• Le bras cassé de mon frère - Christiane Kolly

    Le bras cassé de mon frère - Christiane KollyLes foins sont très hauts, prêts à être coupés. Qui n'a jamais pris la peine de se promener dans le foin que l'on va bientôt faucher, ou plutôt au bord d'un champ de foin, car le paysan n'apprécie guerre les citadins qui renversent leur précieux fourrage, qui ne l'a jamais fait, et en même temps respiré les odeurs à plein nez, regardé les brins danser au gré de la fantaisie du vent et écouté les chants des grillons, les bruits de la nature, celui-là aura raté un moment important de son existence.

    Un après-midi de juin, Bloc, mon frère, Marguerite, mon amie d'enfance et moi profitons de ce précieux don de la nature, sans nous en rendre compte, évidemment. Nous faisons très attention que papa ne nous voit pas marcher dans son foin. Nous courrons à travers champ, jouons à cache-cache dans les hautes herbes et nous trouvons tout-à-coup à côté d'une petite construction de pierres de trois mètres de longueur, deux de largeur et deux de hauteur. C'est le réservoir d'eau. Une porte permet d'y entrer. Allons voir à l'intérieur. Il y fait très frais, durant les premières chaleurs de juin, c'est vraiment un don du ciel. Une échelle est là, suspendue.
    - On va monter sur le toit? dit Marguerite.
    - Bonne idée, on va voir ce qu'il y a la-haut, dis-je.
    - D'accord, dit mon frère, mais sans grand enthousiasme. Il devait pressentir quelque chose.

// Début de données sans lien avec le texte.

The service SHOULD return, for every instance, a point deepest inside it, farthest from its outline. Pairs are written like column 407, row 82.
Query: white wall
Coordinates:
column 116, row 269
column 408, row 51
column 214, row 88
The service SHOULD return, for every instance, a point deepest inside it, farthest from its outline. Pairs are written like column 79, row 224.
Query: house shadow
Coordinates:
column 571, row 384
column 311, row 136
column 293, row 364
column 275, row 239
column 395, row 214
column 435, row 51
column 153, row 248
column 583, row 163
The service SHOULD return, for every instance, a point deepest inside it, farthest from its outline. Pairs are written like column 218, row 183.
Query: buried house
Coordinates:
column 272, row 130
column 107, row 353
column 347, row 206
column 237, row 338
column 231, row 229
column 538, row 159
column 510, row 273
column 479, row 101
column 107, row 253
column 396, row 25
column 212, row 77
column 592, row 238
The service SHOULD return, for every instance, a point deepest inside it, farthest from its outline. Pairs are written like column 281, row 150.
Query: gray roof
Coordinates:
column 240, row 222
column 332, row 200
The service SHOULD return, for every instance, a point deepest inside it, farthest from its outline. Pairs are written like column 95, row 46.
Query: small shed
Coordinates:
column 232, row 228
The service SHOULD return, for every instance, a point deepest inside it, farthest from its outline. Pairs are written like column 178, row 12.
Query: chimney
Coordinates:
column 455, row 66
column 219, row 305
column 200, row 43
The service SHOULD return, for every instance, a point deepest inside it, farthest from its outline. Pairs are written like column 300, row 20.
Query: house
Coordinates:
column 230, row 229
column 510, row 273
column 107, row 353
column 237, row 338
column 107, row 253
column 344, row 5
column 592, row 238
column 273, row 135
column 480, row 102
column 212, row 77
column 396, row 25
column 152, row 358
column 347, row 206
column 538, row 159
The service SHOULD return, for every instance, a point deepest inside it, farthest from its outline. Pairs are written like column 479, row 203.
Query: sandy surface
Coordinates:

    Sitôt dit, sitôt fait. Nous voilà, Marguerite et moi sur le plat de cet édicule avec en cadeau, comme chaque fois que l'on se trouve sur une hauteur, une impression de liberté, de grand air, de bonheur.
    - Tu viens, Bloc.
    - Oui, j'arrive.

    Nous continuons à faire les folles sur ce toit durant un moment. Et puis l'idée nous vient de sauter dans l'herbe.
    - C'est haut, tu ne trouves pas? dis-je.
    - Oui, j'ai peur de sauter, c'est trop haut, dit Marguerite. Mais la peur excite, c'est bien connu et, advienne que pourra, nous avons sauté toutes les deux. Le foin a rendu plus doux notre contact avec le sol et, très fières, nous faisons le tour du petit bâtiment pour remonter.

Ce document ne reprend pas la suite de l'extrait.